One of the coolest (and craziest) features of the bubble ship is the ability for Jack to fly it with the cockpit facing backwards! Once he spins the cockpit around, he’s able to see a digital representation of the view behind the bubble ship on his heads-up display. The most problematic aspect of this view (aside from trying to fly it correctly) is that Jack loses key information on altitude and speed, which seems even more important while flying with the cockpit facing the wrong direction.
Jack’s secondary mode of transportation — a motorcycle — has a multi-functional speedometer to get him all of the information he needs while he’s out popping wheelies and tracking drones.
Just like the light table and the bubble ship, the warning state on Jack’s motorcycle when he is running low on fuel is super clear — again due to the strategic use of red on his display. The fact that the alert alternates with the speed and gear is a great way to ensure that Jack doesn’t lose visibility of two important details while still providing him visibility on a critical message. Red is also used as the target on the radar, which could confuse the locator a bit due to red being used as a non-alert color.
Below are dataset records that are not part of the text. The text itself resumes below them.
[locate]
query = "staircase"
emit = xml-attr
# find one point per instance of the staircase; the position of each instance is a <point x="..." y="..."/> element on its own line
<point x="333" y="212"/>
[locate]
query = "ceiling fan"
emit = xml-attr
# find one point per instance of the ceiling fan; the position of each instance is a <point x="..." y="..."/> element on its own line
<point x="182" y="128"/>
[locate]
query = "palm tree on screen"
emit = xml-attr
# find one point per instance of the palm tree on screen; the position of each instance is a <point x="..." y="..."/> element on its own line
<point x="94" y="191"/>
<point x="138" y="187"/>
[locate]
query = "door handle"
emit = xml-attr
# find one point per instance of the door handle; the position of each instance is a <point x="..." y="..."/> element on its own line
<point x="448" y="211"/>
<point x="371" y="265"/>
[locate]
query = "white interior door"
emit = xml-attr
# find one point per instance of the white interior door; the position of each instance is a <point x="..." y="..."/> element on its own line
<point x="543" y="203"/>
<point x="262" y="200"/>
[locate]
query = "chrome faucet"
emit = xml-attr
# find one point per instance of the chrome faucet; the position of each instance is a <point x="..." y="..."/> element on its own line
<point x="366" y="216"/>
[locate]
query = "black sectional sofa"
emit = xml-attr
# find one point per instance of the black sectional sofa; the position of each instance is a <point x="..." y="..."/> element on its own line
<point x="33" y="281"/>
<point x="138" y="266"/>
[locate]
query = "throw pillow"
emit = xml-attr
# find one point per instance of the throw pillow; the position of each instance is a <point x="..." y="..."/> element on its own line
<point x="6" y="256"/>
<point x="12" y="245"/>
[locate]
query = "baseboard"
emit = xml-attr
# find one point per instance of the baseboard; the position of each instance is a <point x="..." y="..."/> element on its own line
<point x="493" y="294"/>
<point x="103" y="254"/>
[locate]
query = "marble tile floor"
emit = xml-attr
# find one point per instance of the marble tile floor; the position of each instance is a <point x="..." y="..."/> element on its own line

Staying true to being an action film, physical inputs (buttons, switches, levers, etc.) were used so as not to bore the audience with touchscreens everywhere. Inadvertently, Oblivion ends up painting one of the more realistic views of the future when it comes to interfaces and how we interact with them. Most of the interfaces seem totally plausible in relation to the context of the scenes they are presented in. Even better, it’s not entirely far-fetched to imagine using the interfaces in Oblivion, of course with a bit of training and a slight learning curve. When most sci-fi movies greet audiences with holograms and gesture based interfaces, the not-so-distant future presented in Oblivion respects the most common interface element of all, the user.